# Anyone charter?



## sel1005 (Jan 10, 2008)

I would like to learn how all this works, constantly amazed at the flounder pics that get posted, not to mention my fishing for them is sometimes good and most times not so good. One of my favorite fish to eat but other than reading the forum I really don't have any idea about what equipment you use or how you go about it or where you go and why.

Anyone charter or allow novices to go out with them in the Destin / FWB / Navarre area?


----------



## frayedknot (May 26, 2010)

*Call Me!*

Call Me. I run an inshore charter and just started runni9ng flounder trips on the frayedknot. give me a call

Capt.

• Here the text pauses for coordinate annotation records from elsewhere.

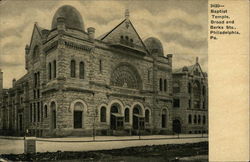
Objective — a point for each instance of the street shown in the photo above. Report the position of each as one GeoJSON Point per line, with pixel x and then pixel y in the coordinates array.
{"type": "Point", "coordinates": [16, 146]}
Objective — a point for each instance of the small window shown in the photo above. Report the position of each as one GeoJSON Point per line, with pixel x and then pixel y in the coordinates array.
{"type": "Point", "coordinates": [45, 111]}
{"type": "Point", "coordinates": [165, 85]}
{"type": "Point", "coordinates": [49, 71]}
{"type": "Point", "coordinates": [103, 114]}
{"type": "Point", "coordinates": [149, 76]}
{"type": "Point", "coordinates": [54, 68]}
{"type": "Point", "coordinates": [204, 119]}
{"type": "Point", "coordinates": [160, 84]}
{"type": "Point", "coordinates": [147, 116]}
{"type": "Point", "coordinates": [189, 88]}
{"type": "Point", "coordinates": [190, 119]}
{"type": "Point", "coordinates": [176, 88]}
{"type": "Point", "coordinates": [100, 65]}
{"type": "Point", "coordinates": [81, 70]}
{"type": "Point", "coordinates": [199, 119]}
{"type": "Point", "coordinates": [195, 119]}
{"type": "Point", "coordinates": [73, 69]}
{"type": "Point", "coordinates": [176, 103]}
{"type": "Point", "coordinates": [126, 115]}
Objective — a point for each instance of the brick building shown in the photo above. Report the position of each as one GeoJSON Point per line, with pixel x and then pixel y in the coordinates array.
{"type": "Point", "coordinates": [115, 84]}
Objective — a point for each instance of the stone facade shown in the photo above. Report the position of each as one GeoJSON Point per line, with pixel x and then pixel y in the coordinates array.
{"type": "Point", "coordinates": [77, 84]}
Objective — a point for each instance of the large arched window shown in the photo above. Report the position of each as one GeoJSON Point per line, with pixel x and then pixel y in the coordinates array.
{"type": "Point", "coordinates": [126, 76]}
{"type": "Point", "coordinates": [147, 116]}
{"type": "Point", "coordinates": [197, 94]}
{"type": "Point", "coordinates": [73, 68]}
{"type": "Point", "coordinates": [190, 119]}
{"type": "Point", "coordinates": [50, 71]}
{"type": "Point", "coordinates": [160, 84]}
{"type": "Point", "coordinates": [103, 114]}
{"type": "Point", "coordinates": [81, 70]}
{"type": "Point", "coordinates": [126, 115]}
{"type": "Point", "coordinates": [165, 85]}
{"type": "Point", "coordinates": [54, 68]}
{"type": "Point", "coordinates": [53, 115]}
{"type": "Point", "coordinates": [176, 88]}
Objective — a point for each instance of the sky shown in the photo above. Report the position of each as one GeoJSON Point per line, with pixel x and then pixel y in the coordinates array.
{"type": "Point", "coordinates": [181, 25]}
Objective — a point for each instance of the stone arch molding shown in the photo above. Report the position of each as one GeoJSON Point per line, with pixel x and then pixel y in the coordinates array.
{"type": "Point", "coordinates": [126, 75]}
{"type": "Point", "coordinates": [115, 101]}
{"type": "Point", "coordinates": [71, 108]}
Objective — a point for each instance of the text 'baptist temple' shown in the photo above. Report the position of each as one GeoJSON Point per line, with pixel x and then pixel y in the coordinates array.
{"type": "Point", "coordinates": [116, 83]}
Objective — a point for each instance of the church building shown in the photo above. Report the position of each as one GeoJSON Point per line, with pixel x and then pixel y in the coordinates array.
{"type": "Point", "coordinates": [78, 84]}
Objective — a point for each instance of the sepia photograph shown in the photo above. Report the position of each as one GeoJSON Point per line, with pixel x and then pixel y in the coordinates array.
{"type": "Point", "coordinates": [104, 80]}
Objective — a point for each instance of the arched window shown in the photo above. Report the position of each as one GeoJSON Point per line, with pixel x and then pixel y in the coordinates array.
{"type": "Point", "coordinates": [189, 88]}
{"type": "Point", "coordinates": [147, 116]}
{"type": "Point", "coordinates": [53, 115]}
{"type": "Point", "coordinates": [165, 85]}
{"type": "Point", "coordinates": [54, 68]}
{"type": "Point", "coordinates": [100, 65]}
{"type": "Point", "coordinates": [36, 51]}
{"type": "Point", "coordinates": [50, 71]}
{"type": "Point", "coordinates": [204, 90]}
{"type": "Point", "coordinates": [103, 114]}
{"type": "Point", "coordinates": [197, 95]}
{"type": "Point", "coordinates": [73, 68]}
{"type": "Point", "coordinates": [126, 115]}
{"type": "Point", "coordinates": [45, 111]}
{"type": "Point", "coordinates": [160, 84]}
{"type": "Point", "coordinates": [176, 88]}
{"type": "Point", "coordinates": [81, 70]}
{"type": "Point", "coordinates": [164, 118]}
{"type": "Point", "coordinates": [199, 119]}
{"type": "Point", "coordinates": [78, 115]}
{"type": "Point", "coordinates": [195, 119]}
{"type": "Point", "coordinates": [204, 119]}
{"type": "Point", "coordinates": [190, 119]}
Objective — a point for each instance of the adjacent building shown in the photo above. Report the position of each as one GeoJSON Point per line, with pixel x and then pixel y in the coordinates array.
{"type": "Point", "coordinates": [115, 84]}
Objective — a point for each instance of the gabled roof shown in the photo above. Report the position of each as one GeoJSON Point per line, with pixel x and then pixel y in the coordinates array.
{"type": "Point", "coordinates": [40, 32]}
{"type": "Point", "coordinates": [189, 68]}
{"type": "Point", "coordinates": [104, 37]}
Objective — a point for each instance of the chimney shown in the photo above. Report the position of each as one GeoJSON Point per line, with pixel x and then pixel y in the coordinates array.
{"type": "Point", "coordinates": [91, 33]}
{"type": "Point", "coordinates": [13, 82]}
{"type": "Point", "coordinates": [1, 80]}
{"type": "Point", "coordinates": [197, 60]}
{"type": "Point", "coordinates": [61, 24]}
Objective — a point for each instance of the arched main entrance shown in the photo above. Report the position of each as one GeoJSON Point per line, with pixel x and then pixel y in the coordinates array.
{"type": "Point", "coordinates": [176, 126]}
{"type": "Point", "coordinates": [53, 115]}
{"type": "Point", "coordinates": [116, 119]}
{"type": "Point", "coordinates": [138, 119]}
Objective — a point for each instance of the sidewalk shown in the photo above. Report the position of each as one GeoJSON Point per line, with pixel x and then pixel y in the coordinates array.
{"type": "Point", "coordinates": [102, 143]}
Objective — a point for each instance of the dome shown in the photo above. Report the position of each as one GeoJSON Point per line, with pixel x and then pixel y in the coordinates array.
{"type": "Point", "coordinates": [73, 18]}
{"type": "Point", "coordinates": [154, 46]}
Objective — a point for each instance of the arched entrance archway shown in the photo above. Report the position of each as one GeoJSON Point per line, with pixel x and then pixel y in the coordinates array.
{"type": "Point", "coordinates": [138, 119]}
{"type": "Point", "coordinates": [176, 126]}
{"type": "Point", "coordinates": [116, 119]}
{"type": "Point", "coordinates": [53, 115]}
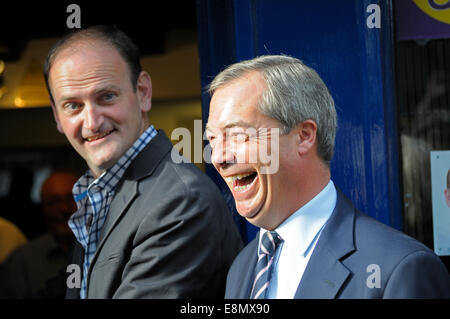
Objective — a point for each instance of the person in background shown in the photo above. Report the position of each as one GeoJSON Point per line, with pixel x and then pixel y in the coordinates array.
{"type": "Point", "coordinates": [146, 227]}
{"type": "Point", "coordinates": [27, 270]}
{"type": "Point", "coordinates": [18, 207]}
{"type": "Point", "coordinates": [10, 238]}
{"type": "Point", "coordinates": [313, 243]}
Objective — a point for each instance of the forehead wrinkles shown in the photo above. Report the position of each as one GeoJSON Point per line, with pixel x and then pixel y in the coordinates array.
{"type": "Point", "coordinates": [68, 76]}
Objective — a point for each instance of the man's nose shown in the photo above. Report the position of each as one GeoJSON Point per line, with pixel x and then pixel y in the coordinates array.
{"type": "Point", "coordinates": [93, 117]}
{"type": "Point", "coordinates": [222, 154]}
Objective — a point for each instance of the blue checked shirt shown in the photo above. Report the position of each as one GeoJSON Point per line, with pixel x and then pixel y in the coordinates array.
{"type": "Point", "coordinates": [93, 198]}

Chris White
850 723 7889 cell


----------



## C Low (Apr 16, 2011)

start logging when you catch them and dont catch them. I have noticed here in biloxi that i catch them on rising tide and the first hour of a dropping tide. Live baitfish works better over shrimp, also cocahoe minnow lures and gulp baits work good with a shaky head retrieve or a constant retrieve at a medium speed. As for gigging them, low tide rising is usually best. It has to be clear enough to see bottom ankle to knee deep.Get on the protected side of marsh,beach, island,etc that the wind is blowing towards if windy.I prefer to gig on bars where there are dropoffs nearbye. Big old flats with no deeper water nearbye usually arent as good. The more moon out the more skiddish the flounder get, you might see a good many on a full moon, but most will take off before you can gig them. Hope some of this helps you out.


----------



## C Low (Apr 16, 2011)

also, when walking to gig flounder, i use a homeade 12v underwater light made from a tractor headlight(9.99 @ advance auto parts here), and use a piece of 1" pvc about 4ft long, to a 45 to a 4"sch40cap and silicone the headlight in the pvc and run the wires throught the handle. i use a small gel cell battery in a backpack to power it. i use a standard 2 prong gig and put my fish on a stringer as i go. Before this i used lanterns, and im glad i dont fool with those anymore. as far as boat floundering, i use 4 500w halagon outdoor floodlights and power them with a generator. i used barbed gigs on the boat and try to let the tide/wind push the boat while i steer and assist pushing with the gigs. I use 10' wooden closet rods bought from lowes for my gig handles for the boat.


----------



## sel1005 (Jan 10, 2008)

thanks for the great advice and input, and PM sent to Capt Chris. Will post pics if I get lucky down the road for sure!


----------



## fulish850 (Oct 21, 2008)

GL sel1005 , flounder stabbing can get very addictive :thumbup:


----------